Wer für solche Gelegenheit Aushilfsarbeiter anheuert, der sollte vor allem auf die Sicherheit achten. Dass die Arbeiter rechtlich einwandfrei angestellt und bezahlt werden, versteht sich von selbst, denn Schwarzarbeit ist illegal. Der Bauherr sollte also auf jeden Fall jeden Arbeiter dem Gesetz nach bezahlen und besteuern. Gerade für kurzfristige Aushilfstätigkeiten hält das Beschäftigungsgesetz eine Reihe von Modellen bereit, die eine kostengünstige Beschäftigung möglich machen. Aber selbst wenn nur die Nachbarn aushelfen, ist die Sicherheit ein wichtiger Aspekt bei der Betätigung auf der Baustelle. So sollte man darauf achten, dass jeder, der sich auf der Baustelle betätigt, mit ordentlicher Berufskleidung ausgestattet ist. Dazu gehören Sicherheitsschuhe, ein Helm und gute Arbeitshandschuhe. Auch spezielle Hosen oder Westen, die nicht nur durch besonders robustes Material vor Verletzungen wie Hautabschürfungen schützen, sondern auch noch ausreichend Unterbringungsmöglichkeiten für Werkzeuge bieten, sind angebracht. Berufskleidung für den Bau erhält man im Fachgeschäft, teilweise kann man sie auch leihweise bekommen. Leute, die oft auf Baustellen aushelfen, besitzen meist schon zumindest Arbeitsschuhe und Handschuhe. Durch die Anschaffung kann man auf jeden Fall das Verletzungsrisiko minimieren. Da eine Baustelle durch das naturgegebene geschäftige Chaos eine Gefahrenquelle für alle ist, die sich dort aufhalten, kann man sich als Bauherr gegen etwaige Schadensfälle finanziell mit einer Bauherrenhaftpflicht absichern. Die zahlt bei allen Schäden, die Personen entstehen, die auf Verantwortung des Bauherrn auf der Baustelle sind.

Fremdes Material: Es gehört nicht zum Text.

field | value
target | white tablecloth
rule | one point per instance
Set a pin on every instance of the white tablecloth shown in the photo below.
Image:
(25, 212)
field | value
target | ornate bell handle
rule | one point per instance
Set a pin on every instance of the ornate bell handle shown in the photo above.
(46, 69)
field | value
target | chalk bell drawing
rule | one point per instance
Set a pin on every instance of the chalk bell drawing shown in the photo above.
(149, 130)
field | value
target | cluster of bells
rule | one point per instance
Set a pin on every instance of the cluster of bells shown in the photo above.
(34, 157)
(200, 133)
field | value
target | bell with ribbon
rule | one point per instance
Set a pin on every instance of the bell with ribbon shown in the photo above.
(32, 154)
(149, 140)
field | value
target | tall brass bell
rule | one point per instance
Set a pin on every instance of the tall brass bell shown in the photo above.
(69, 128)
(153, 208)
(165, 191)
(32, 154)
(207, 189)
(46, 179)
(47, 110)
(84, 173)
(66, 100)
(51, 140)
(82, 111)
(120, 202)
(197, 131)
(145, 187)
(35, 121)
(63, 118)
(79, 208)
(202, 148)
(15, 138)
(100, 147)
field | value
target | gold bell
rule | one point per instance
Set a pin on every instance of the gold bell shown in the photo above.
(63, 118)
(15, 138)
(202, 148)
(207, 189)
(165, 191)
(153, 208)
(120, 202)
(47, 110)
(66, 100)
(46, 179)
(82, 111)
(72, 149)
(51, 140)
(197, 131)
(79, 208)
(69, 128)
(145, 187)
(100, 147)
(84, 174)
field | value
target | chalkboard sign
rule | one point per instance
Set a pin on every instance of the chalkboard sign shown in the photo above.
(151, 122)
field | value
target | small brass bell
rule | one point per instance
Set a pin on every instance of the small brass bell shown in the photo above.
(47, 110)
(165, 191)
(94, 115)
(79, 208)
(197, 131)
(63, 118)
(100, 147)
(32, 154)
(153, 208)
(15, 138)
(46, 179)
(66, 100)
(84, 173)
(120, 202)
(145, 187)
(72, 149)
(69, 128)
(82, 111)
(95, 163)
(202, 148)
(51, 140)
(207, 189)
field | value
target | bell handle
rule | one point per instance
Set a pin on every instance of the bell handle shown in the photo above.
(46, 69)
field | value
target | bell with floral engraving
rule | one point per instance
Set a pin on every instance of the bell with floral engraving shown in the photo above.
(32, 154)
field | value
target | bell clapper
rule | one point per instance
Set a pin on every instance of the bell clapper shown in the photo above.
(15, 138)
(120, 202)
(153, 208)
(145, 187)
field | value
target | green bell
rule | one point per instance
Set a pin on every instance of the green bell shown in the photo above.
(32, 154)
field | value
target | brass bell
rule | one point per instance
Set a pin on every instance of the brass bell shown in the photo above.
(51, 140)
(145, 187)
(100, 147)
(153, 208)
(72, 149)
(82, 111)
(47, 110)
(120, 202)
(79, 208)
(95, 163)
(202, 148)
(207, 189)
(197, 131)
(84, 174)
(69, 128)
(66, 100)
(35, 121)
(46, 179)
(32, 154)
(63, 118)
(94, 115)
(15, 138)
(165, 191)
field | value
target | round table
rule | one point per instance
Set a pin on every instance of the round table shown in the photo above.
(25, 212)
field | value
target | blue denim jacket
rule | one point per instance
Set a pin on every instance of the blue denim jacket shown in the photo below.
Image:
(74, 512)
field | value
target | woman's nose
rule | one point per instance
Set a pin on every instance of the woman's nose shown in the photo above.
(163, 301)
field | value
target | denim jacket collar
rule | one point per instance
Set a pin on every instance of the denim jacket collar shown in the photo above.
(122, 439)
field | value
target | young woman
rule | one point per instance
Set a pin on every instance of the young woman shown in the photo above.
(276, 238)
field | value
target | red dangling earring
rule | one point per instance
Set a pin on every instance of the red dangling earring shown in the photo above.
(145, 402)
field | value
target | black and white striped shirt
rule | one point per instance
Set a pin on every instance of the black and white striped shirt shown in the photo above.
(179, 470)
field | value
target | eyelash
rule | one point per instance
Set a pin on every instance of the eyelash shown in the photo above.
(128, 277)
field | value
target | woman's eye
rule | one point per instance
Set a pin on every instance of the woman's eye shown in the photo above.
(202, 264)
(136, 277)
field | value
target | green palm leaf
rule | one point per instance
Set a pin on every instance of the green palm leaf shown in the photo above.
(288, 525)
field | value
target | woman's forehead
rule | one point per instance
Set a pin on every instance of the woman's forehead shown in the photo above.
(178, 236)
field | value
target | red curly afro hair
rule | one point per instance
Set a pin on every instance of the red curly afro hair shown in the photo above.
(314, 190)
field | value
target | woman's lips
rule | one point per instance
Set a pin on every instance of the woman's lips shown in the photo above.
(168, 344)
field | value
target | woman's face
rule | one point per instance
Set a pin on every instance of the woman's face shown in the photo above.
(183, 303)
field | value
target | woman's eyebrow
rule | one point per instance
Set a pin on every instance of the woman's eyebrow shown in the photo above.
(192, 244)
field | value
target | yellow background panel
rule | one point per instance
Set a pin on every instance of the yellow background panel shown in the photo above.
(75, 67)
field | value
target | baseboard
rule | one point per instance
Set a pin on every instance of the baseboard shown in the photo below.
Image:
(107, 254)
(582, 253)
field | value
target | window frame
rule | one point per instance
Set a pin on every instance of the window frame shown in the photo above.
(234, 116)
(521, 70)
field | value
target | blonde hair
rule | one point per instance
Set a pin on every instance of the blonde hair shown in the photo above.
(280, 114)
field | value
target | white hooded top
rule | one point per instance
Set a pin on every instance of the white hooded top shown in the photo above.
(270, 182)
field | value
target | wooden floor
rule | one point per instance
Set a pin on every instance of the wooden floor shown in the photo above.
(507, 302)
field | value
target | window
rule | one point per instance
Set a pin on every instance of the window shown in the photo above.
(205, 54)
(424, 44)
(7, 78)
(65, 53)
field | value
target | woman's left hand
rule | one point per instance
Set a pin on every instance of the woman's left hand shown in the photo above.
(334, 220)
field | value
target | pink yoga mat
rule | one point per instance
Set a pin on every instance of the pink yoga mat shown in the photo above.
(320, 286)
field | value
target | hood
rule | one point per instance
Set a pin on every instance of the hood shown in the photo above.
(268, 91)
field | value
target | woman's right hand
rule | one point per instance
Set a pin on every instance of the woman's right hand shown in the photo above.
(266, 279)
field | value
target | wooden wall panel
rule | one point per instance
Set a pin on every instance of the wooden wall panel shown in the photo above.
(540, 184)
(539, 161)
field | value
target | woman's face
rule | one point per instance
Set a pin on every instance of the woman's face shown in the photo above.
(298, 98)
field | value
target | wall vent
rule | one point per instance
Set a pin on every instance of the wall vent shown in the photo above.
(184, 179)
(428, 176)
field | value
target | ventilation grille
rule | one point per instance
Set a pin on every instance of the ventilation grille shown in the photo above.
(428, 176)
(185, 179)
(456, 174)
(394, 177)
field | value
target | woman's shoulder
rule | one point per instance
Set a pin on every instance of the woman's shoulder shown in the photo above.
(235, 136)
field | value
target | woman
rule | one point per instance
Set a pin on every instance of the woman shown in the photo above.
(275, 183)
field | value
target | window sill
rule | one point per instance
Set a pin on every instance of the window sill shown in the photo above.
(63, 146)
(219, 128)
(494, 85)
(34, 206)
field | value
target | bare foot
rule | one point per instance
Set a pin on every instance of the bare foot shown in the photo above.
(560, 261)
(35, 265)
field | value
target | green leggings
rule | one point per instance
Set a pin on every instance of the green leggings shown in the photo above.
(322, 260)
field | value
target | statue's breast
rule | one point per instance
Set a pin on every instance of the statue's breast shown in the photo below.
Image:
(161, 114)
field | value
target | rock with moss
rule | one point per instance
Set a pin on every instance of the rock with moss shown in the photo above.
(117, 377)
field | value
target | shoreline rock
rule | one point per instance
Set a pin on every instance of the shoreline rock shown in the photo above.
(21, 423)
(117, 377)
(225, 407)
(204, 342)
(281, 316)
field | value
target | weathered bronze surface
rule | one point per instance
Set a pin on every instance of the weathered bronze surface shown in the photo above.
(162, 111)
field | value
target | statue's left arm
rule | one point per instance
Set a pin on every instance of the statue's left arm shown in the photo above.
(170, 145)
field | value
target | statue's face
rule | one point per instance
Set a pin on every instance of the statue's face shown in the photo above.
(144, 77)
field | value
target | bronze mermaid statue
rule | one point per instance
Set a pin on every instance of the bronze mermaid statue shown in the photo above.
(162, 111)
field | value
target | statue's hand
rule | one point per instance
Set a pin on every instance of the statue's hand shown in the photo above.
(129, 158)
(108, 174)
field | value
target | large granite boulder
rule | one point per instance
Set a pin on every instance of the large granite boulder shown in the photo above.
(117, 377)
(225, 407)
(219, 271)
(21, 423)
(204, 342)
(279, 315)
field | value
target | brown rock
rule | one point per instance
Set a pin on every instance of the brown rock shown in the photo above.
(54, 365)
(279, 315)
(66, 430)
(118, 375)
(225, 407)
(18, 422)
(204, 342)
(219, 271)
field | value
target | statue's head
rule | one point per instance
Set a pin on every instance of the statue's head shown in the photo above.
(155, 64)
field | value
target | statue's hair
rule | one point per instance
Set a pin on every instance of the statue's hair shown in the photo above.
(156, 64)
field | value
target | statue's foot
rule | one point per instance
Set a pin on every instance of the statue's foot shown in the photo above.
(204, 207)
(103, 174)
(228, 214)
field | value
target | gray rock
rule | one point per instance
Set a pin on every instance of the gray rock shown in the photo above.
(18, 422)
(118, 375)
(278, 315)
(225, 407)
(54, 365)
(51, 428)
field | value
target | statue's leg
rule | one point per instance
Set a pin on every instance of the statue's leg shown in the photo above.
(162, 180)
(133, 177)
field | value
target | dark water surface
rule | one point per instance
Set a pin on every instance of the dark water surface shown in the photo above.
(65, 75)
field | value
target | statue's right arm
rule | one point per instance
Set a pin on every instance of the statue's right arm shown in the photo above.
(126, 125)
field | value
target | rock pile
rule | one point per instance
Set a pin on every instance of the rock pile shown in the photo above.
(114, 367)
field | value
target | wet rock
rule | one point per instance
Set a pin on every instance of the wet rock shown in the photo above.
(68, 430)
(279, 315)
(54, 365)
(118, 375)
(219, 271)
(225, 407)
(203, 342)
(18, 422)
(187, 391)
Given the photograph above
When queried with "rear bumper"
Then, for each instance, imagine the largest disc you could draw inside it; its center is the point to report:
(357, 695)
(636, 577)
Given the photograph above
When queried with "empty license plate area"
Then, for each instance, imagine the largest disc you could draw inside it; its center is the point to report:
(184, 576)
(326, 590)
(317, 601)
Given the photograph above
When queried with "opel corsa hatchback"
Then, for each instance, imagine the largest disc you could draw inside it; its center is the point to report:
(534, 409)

Guter Lohn für gute Arbeit

Auch wenn die Einsparung teurer Facharbeiter verlockend erscheint - für Arbeiten, die nicht nur sachgerecht, sondern auch fachgerecht ausgeführt werden müssen, lohnt sich der höhere Lohn. Denn im Zweifelsfall ist es entscheidend, ob der Einbau einer Heizungsanlage durch einen Fachmann ausgeführt worden ist. Bei einem Schadensfall würde die Versicherung sich sonst weigern, den Schaden zu bezahlen. Hat man zum Beispiel für den Innenausbau eine Fachfirma beschäftigt, kann man allerdings in Einzelfällen mit dem Inhaber verhandeln, dass einfache Arbeiten nicht nach Facharbeitertarif bezahlt werden. So ist zum Beispiel ein Bezahlungsmodell möglich, bei dem das fachgerechte Verputzen und Tapezieren nach Tarif bezahlt wird, für die Aufräum- und Reinigungsarbeiten aber nur ein Lohn für Ungelernte bezahlt wird. Nicht jeder Betrieb wird sich darauf einlassen, jedoch bietet ein solches Modell für beide Seiten Vorteile. Der Fachbetrieb kann insgesamt mehr Stunden verbuchen, da sonst vielleicht die Aushilfsarbeiten von anderen Kräften ausgeführt werden würden und der Bauherr hat den Vorteil, dass alle Arbeitsvorgänge aus einer Hand kommen und er sich nicht um zusätzliche Arbeitskleidung, Versicherungen und Abrechnungspapierkram kümmern muss.